This spring, Attorney General Martha Coakley announced an agreement with Partners HealthCare that she felt addressed antitrust concerns over the company’s acquisition of South Shore Hospital and Hallmark Health System, At the time, she hoped that the deal would close quickly, with little fanfare. But it’s now fall, and not only is the deal now mired in controversy, its future is also in doubt, with no resolution in sight.

As Judge Janet Sanders took the bench in Suffolk Superior Court yesterday afternoon, it quickly became clear that today’s proceeding would not end in a final ruling.

"I think it’s a little bit ambitious now that I’ve looked over some of the submissions," Sanders said.

The submissions that Sanders refers to are the 163 comments she received during a court-ordered public comment period — comments both for and against the deal.

"I was quite impressed with the submissions in opposition," she said. "And I say that because several of these submissions were from organizations — entities that had no financial or other steak in the outcome."

Sanders said she needed more time to parse the comments — and a revised version of the agreement that Coakley submitted last week, but she did express her preliminary reaction.

"I do have some very substantial concerns about the deal," she said.

To aid her in the process, Sanders is once again opening the floor to the public.
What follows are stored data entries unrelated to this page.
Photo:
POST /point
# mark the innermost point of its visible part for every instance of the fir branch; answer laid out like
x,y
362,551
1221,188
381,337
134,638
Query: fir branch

Interested parties now have 21 days to submit comments on the revised deal, which lawyers for the attorney general say address concerns that the deal would drive health care costs up in the state.

And the judge went one step further, inviting lawyers for an alliance of area hospitals opposed to Partners’ expansion to participate in the next hearing.

"I’ll have to talk to my clients and see what they want to do," said Andrea Murino, a lawyer representing the coalition.

At least one of those clients, David Spackman, from Lahey Health, indicated they definitely want a seat at the table.

While the next hearing is scheduled for November 10, Bruce Sokler, a lawyer representing Partners, says he doesn’t expect it to be the last.

"I wouldn’t expect a ruling on November 10 but hopefully that will be the near end point of the process," Sokler said.

That process that could now conceivably stretch into next year —and the next attorney general’s first term.